Hands-on 2 Run User-defined Hadoop/Twister Applications on FutureGrid Eucalyptus

 

SALSA Group
PTI Indiana University
July 13th 2012

1. Introduction

Toward this hands on, you will learn to write your own SalsaDPI configuration file and run it locally on your laptop machine. Noted that, the same java executable will be use to run on Cloud environment of Hands on 2.

Prerequisite:

Hands-on 2 gudieline:

----------Important update--------------------

Bug: We found that there is bug in the provided jar executable /root/salsaDPI/salsaDPI.jar. Note that this bug will only be shown if your configuration file doesn't setup correctly: the program runs until some ssh/sftp connection which copies files (keys, binary, inputs, etc) from local to local/FutureGrid VMs, then, you may be facing java program termination without any warnings.

Solution: Please download the latest salsaDPI.jar and put it back to /root/salsaDPI inside the VirutalBox. We provide the Linux commands to download it inside the VirtualBox Image:

$ cd ~/salsaDPI/ 
$ wget http://salsahpc.indiana.edu/ScienceCloud/apps/salsaDPI/salsaDPI.jar

You could also use shared folder to copy it back under /root/salsaDPI/ inside the VirtualBox machine.

2. FutureGrid Eucalyptus preparetion

Check Downloaed FutureGrid Eucalyptus files (eucarc and VM ssh private key) within your VirtualBox image

Assuming you have got FutureGrid related dependent files, a eucarc and a ssh private key (e.g. johnny.pem), downloaded to your working machine.

root@ubuntu:~$ ls -l 
-rw------- 1 johnny johnny 983 2012-07-14 18:04 eucarc
-rw------- 1 johnny johnny 1751 2012-07-14 18:04 johnny.pem

3. Write your SalsaDPI configuration file for Hadoop/Twister applications

Once you all the prerequisites setup correctly, you could modify the SalsaDPI configuration to run your complied Hadoop and Twister applications on FutureGrid cloud. For this section, we use and modify a a json format template file cloud_twisterTemplate.json. This configuation must be correctly filled with full path of your compiled jar executable, your program inputs and your general program arguements.

root@ubuntu:~$ vi salsaDPI/cloud/templates/cloud_twisterTemplate.json

Example of Twister WordCount program

Before modifying the cloud_twisterTemplate.json, the Bold fields in this example will be replaced by user.

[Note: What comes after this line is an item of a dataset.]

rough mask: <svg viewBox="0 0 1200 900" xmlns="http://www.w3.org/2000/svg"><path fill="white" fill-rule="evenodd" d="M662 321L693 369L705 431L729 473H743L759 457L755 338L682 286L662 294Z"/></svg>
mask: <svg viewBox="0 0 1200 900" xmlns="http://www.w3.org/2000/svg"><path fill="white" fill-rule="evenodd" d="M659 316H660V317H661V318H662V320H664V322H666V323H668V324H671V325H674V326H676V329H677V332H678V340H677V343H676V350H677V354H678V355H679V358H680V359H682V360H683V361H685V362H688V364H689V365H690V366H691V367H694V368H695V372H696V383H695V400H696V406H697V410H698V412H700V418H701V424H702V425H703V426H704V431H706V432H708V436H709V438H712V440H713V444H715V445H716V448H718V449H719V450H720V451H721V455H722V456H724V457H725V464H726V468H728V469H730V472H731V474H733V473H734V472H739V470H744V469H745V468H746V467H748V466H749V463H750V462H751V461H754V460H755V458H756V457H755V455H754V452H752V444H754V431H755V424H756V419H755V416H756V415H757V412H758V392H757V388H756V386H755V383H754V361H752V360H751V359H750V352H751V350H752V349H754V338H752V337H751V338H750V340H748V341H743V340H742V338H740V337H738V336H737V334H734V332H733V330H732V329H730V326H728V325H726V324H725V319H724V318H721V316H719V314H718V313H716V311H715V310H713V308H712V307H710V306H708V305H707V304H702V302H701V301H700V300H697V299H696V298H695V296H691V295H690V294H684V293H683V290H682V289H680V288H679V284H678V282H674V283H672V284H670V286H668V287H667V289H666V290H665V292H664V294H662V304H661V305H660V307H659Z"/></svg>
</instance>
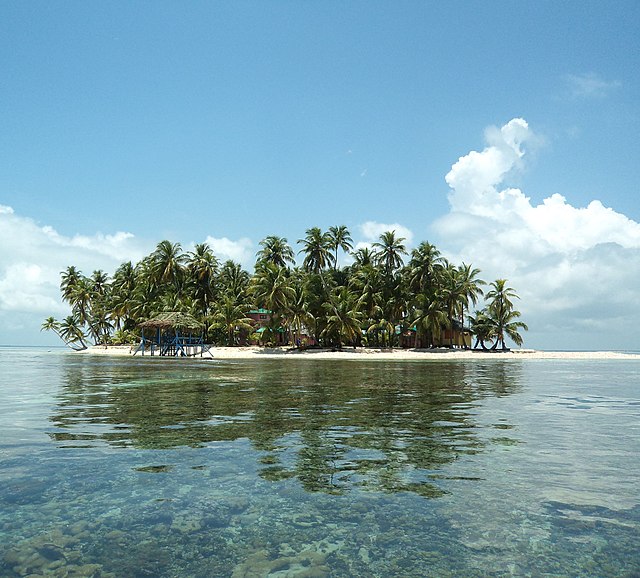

NOTED THAT this is an unfinished template need to be filled:

{  // Useful general variables of programArgs for applicationParameters object
// #_JAR_#, #_JOB_ID_#,
// #_HDFS_INPUTDIR_#, #_HDFS_OUTPUTDIR_#,
// #_TWISTER_INPUTDIR_#, #_TWISTER_OUTPUTDIR_#, #_TWISTER_PARTITION_FILE_#, #_BINARY_DEPENDENCY_#

// 'mode':'sandbox', | 'mode':'cloud',
'mode':'cloud',

// euca cloud parameters
'eucaInfo':{'eucarcFilePath':'#_Full_Path_to_eucarc_File_#',
'eucaImageEmi':'emi-A8F63C29',
'eucaSSHPublicKey':'#_Euca_Keypair_PublicKeyName_#',
'eucaVmType':'m1.small',
'amountOfInstances':2},


// ssh passwordless related parameters
'ssh':{'SSHLoginUsername':'root',
'SSHPrivateKeyPath':'#_Full_Path_to_ssh_Privatekey_File_#' },

// runtime softwares such as recipe[hadoopSandbox], recipe[twisterSandbox], recipe[hadoopCloud], and recipe[twisterCloud]
'softwareRecipes':['recipe[twisterCloud]'],

// user-defined application related parameters
'applicationParameters':{'applicationType':'Twister',
'localPathOfProgramBinary':'#_Full_Path_to_Program_Jar_File_#',
'localPathOfProgramInput':'#_Full_Path_to_Program_Input_#',
'localPathOfBinaryDependency':'#_Full_Path_to_Program_Dependency_#',
'programExecuteLocation':'#_Path_to_Execution_Bin_Dir_#',

'twisterInputFilesPreFix':'#_Twister_Inputs_Prefix_#',
'programArgs':'#_Program_Args_#'}
}

Description of sandbox configuration file:

Parameter Description
mode Execution mode, options: sandbox or cloud
eucaInfo A json object that contains cloud mode Eucalyptus related information, 'eucarcFilePath', 'eucaImageEmi', 'eucaSSHPublicKey', 'eucaVmType', and 'amountOfInstances'
eucarcFilePath Full path to downloaed eucarc file
eucaImageEmi Eucalyptus VM image registered on FutureGrid, e.g. emi-A8F63C29
eucaSSHPublicKey Eucalyptus public key name (which you setup during the FutureGrid Eucalyptus setting)
eucaVmType Eucalypus VM type, e.g. m1.small
amountOfInstances Amount of instances for this job, e.g. 2
ssh A json object that contains ssh information, SSHLoginUsername and SSHPrivateKeyPath
SSHLoginUsername Ssh login username, for cloud mode, it must be root.
SSHPrivateKeyPath Full path to ssh private key which uses to login to VM.
softwareRecipes Runtime softwares such as Hadoop and Twister that will be installed to the working machine(s). Current options: recipe[hadoopSandbox], recipe[twisterSandbox], recipe[hadoopCloud], and recipe[twisterCloud]
applicationParameters A json object that contains user-defined application's information
applicationType Type of user-defined application, options: Hadoop or Twister
localPathOfProgramBinary Full path of user-defined Hadoop or Twister compiled jar executable on the working machine
localPathOfProgramInput Full path of user-defined input file on the working machine, normally, a plaintext or a *.tar.gz file
localPathOfBinaryDependency Full path of user-defined program dependency file on the working machine, such as Twister Kmeans initial cluster file
programExecuteLocation Path to Twister program execution script refer to Twister package, such as samples/wordcount/bin or samples/kmeans/bin
twisterInputFilesPreFix Twister Input files prefix. Refer to the provided package, for Twister WordCount, the file prefixed is wc_data, for Twister Kmeans is km_data.
programArgs User-defined program execution command

In addition, in order to generate a general user program arguement to be executed in a dynamic environment , SalsaDPI framework provides general variables interface for user to fill the programArgs. Detail description could be seen in the following table.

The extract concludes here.